Age verification is rising and euConsent wants to be a global solution
As countries such as the UK, the U.S. and Australia have been introducing or considering age verification regulation, the European Union has been building a project with ambitions to spread across the world.
euConsent is a non-profit and non-governmental organization behind the project to create an age verification and parental consent solution that would keep minors from restricted online content and products.
The organization recently completed its first phase, a European Commission-funded, €1.4 million (US$1.5 million) pilot project delivered by a consortium of 10 partners. The pilot included some 2000 children and adults across five European countries.
“Our goal in the future is to have euConsent be a global solution that can be used across the world and not only in Europe,” says Kostas Flokos, CEO of UpcoMinds and euConsent Project Coordinator. Flokos discussed the project with stakeholders at euConsent’s conference held on Tuesday in Athens.
The project may already be on its way to this goal. The United Nations’ End Violence Against Children fund pledged to support the initial stages with a grant, euConsent Secretary General Iain Corby said during the conference.
“It’s a relatively new technology and in perhaps just five years, it’s really gone from a standing start to a sophisticated global industry meeting international standards,” says Corby.
But first, euConsent will need to see widespread adoption and for that interoperability is key.
Standards as the backbone
The concept allows users to log in or check their age just one time. From then on, the system on the back-end allows the user to seamlessly move from one system to another, similar to what Google does when using its applications. The result is that users do not need to log in over and over again, explains Flokos.
“It’s an interoperable solution that allows competition to thrive,” he says.
Interoperability is not possible without standards. During the first phase, the organization completed three standards within the eIDAS framework and the ETSI standardization template, says Tony Allen, CEO of the Age Check Certification Scheme which is one of several certified accreditation bodies for age check systems in the UK. The standards covered age verification, parental consent and the certification process for both.
The International Standards Organization is also working on ISO/IEC 27566, which is to become the international standard for age assurance. euConsent’s next task is to explore how those standards can be put into actual real practice.
“The way forward with this is through not just European standards, but actually international standards to make this globally interoperable,” says Allen.
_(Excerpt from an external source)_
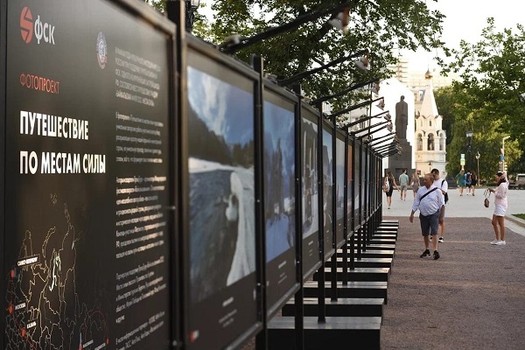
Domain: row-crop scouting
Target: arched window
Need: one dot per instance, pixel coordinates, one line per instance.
(430, 142)
(419, 142)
Challenges and risks ahead
To move forward, euConsent will not only have to make its solution easy to use but to also make age restrictions acceptable. With age verification, there is a risk of ending up with a two-tier internet, one for adults and one for children with less rich experiences and engaging content, says Allen. Parents should be able to feel confident in the standards and framework to enable permissive content for their children.
“The framework and tall rather dull and boring technical stuff that goes behind the scenes is what builds that confidence,” he says.
euConsent interviewed hundreds of children across Europe, as well as parents, age verification providers, eIDAS nodes and IT service providers. The pilot delivered a prototype that scored more than 85 percent on a user satisfaction scale, says Flokos.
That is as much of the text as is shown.